The staggering number of children reported missing from Nova Scotia group homes
Father whose daughter ran away from group home says she was turned into 'hardened street child'
The moment Greg regained custody of his 16-year-old daughter last summer, he immediately asked a social worker: "Where is she?"
That's when he learned she was missing — again — from the Nova Scotia group home where she'd been living. No one had seen her for weeks.
"My heart just dropped," says Greg, whose real name is not being published to protect his daughter's identity. "It's like winning a million bucks and you put it in your hand and the wind just blew it away."
After voluntarily signing his daughter into provincial care in 2013, convinced it would lead to better treatment for her severe mental-health problems, Greg had finally won the legal battle to get her back.
But it would be months before the teen finally slipped out of the shadows where she had been hiding in Halifax. She had become addicted to crack and run into the arms of a pimp who sold her for sex. Tired and hungry, she eventually reached out to her family.
Her struggle is disturbingly common among youth in provincial care.
Data provided to CBC News under freedom of information laws shows between January 2011 and December 2016 there were 2,655 reports of children missing from Nova Scotia's 15 group homes, which are residential facilities for youth up to 18 years of age in provincial care whose emotional or behavioural problems are too severe for foster homes.
That's an average of about one a day, and even then the data for one year doesn't appear complete.
Protocol requires staff at provincial group homes to ring police 15 minutes after curfew is broken, and in every case police and social workers were called. But while many youth return to their care facility within hours, others stay away for days or even weeks.
The numbers alarm Paul Sheppard, a youth criminal lawyer with Nova Scotia Legal Aid whose work mostly involves children from group homes. He said the number of missing youth is staggering.
"It's a very high number and I think it should cause a lot of people concern," he said. "I certainly can't say that I've had a young person express to me that they particularly enjoy residing in these homes, so I think the short answer is that there's probably a lot of different explanations for that number."
He said in many cases, especially with girls, pimps have coerced or forced them into prostitution. Many of the girls who come through his legal aid office have either been approached or taken advantage of, he said, or know someone close to them who has.
"That may explain some of the cases of these young people that are going missing for periods of time," he said.
The data provided to CBC News does not reveal gender, length of time or repeat incidents. In several cases, multiple missing children are documented as a single report.

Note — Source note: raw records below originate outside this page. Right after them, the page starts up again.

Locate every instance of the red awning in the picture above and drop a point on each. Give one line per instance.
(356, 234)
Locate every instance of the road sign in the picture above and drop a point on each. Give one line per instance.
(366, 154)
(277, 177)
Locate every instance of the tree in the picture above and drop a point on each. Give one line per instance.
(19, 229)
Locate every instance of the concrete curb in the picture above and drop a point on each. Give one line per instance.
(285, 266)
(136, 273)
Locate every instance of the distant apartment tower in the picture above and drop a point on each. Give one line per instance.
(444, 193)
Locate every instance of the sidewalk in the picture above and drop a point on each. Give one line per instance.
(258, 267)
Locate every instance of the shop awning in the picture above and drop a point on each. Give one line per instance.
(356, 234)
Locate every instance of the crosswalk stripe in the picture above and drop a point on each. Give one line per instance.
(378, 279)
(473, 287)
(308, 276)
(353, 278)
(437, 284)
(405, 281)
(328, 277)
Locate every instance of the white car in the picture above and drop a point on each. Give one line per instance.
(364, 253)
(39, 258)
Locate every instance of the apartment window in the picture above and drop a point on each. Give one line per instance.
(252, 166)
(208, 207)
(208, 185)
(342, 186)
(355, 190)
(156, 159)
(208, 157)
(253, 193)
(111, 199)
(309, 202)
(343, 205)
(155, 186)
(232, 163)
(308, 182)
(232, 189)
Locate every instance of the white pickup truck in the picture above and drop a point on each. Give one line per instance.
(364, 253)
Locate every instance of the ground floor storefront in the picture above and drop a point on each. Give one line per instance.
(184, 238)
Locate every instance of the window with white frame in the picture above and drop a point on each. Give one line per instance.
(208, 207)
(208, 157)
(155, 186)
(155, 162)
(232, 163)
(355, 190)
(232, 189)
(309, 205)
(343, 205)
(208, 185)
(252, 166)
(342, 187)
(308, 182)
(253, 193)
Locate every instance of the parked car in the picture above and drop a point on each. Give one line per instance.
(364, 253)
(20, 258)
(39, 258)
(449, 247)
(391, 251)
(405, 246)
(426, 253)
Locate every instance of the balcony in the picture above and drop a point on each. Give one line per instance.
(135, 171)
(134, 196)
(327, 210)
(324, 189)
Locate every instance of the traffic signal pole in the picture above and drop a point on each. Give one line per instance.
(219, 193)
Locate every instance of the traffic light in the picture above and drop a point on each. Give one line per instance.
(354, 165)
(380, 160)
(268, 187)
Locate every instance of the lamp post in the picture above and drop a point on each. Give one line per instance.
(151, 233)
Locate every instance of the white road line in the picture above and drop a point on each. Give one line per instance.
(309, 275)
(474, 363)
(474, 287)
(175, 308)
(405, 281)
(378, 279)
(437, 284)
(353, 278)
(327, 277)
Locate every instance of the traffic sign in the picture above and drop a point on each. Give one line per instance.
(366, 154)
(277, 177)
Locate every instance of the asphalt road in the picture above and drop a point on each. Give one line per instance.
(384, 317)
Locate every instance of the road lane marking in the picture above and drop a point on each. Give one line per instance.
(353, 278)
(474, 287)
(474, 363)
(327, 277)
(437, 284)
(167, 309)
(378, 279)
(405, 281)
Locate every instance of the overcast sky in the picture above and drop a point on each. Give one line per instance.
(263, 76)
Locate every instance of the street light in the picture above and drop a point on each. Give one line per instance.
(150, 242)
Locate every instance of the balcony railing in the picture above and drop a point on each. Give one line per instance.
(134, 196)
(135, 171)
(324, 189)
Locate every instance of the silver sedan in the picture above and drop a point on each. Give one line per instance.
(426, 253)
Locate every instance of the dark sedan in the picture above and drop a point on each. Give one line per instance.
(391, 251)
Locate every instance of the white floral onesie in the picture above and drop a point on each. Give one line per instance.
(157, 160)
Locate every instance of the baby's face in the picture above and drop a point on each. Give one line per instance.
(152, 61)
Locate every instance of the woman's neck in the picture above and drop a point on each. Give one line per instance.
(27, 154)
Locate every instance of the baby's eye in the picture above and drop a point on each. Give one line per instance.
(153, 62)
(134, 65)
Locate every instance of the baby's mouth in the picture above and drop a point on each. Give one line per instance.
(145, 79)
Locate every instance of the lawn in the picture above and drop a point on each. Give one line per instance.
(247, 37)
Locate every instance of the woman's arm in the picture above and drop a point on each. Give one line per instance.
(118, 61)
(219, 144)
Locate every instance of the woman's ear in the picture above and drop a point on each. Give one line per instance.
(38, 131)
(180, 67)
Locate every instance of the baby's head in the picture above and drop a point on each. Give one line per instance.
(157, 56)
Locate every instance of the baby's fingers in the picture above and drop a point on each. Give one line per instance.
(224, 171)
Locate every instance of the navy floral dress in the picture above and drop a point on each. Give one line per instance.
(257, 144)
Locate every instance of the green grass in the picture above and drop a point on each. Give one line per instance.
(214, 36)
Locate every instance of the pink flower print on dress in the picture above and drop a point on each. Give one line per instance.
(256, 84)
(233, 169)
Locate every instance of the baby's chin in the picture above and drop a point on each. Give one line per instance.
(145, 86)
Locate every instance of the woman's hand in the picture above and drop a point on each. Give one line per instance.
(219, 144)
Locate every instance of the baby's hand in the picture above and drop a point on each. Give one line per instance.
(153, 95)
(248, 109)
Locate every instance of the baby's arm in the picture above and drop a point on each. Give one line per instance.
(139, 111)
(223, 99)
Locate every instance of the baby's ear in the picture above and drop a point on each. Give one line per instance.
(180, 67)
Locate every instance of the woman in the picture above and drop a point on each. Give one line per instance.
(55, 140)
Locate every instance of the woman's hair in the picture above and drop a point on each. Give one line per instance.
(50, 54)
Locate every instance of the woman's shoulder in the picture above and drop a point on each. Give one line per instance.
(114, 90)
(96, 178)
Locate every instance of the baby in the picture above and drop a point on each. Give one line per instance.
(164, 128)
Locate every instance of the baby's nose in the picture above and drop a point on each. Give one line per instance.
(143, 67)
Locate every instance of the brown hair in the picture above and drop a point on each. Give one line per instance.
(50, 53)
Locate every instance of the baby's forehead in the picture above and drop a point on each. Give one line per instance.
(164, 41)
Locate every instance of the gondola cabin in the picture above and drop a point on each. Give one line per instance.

The numbers for 2015 appear to be incomplete for all group homes, with months during which no incidents are reported. The Department of Community Services admits there may be cases where incidents were not properly logged and there's work to be done to improve that.
Wendy Bungay, director of placement services for the department, said children who run away for longer than a few days are "really exceptional cases."
"If [staff] have any belief at all that there may be any kind of risk, they're going to make that report. But we do know that a lot of time the duration of the absence is very, very small," she said.
Social workers make every effort to stay in contact with missing youth through social media or text messages, Bungay said, and there's a good relationship with police.
"If we have children we know are higher risk, it's being able to make sure there's a community response looking for them, reaching out to them, letting them know that people care," she said.
Greg, the father of the teen who spent three years in provincial care, believes living in different group homes turned his daughter into a "hardened street child."
"Like people that come out of jail — hardened. Feelings lost, street savvy, knows how to slick away to the cracks and hide from people and police," he said.
He said he was encouraged by health professionals to give up his parental rights so his daughter could be treated at Wood Street Centre, a secure facility in Truro, N.S., for children in provincial care. She had been cutting herself and running away from home by the time she was 12.
"It started at IWK [Health Centre], who gave me information of how to do it and then it was me making the phone call to the agency, and then going in the next day bawling my head off, not wanting to sign a piece of paper," Greg said.
"But it was the only way I could get my daughter help, where they could stabilize her."
He said he was led to believe it would only be for six months. Before that period ended, the province sought a protection order to put her into temporary care.
Greg now says signing that piece of paper was a "grave mistake." He admits his daughter was a severe case, but argues the province made things worse by bouncing her between group homes and institutions.
She went to Wood Street several times. The girl also stayed in three other Nova Scotia group homes, and spent one year at a youth residential treatment centre in Saskatchewan.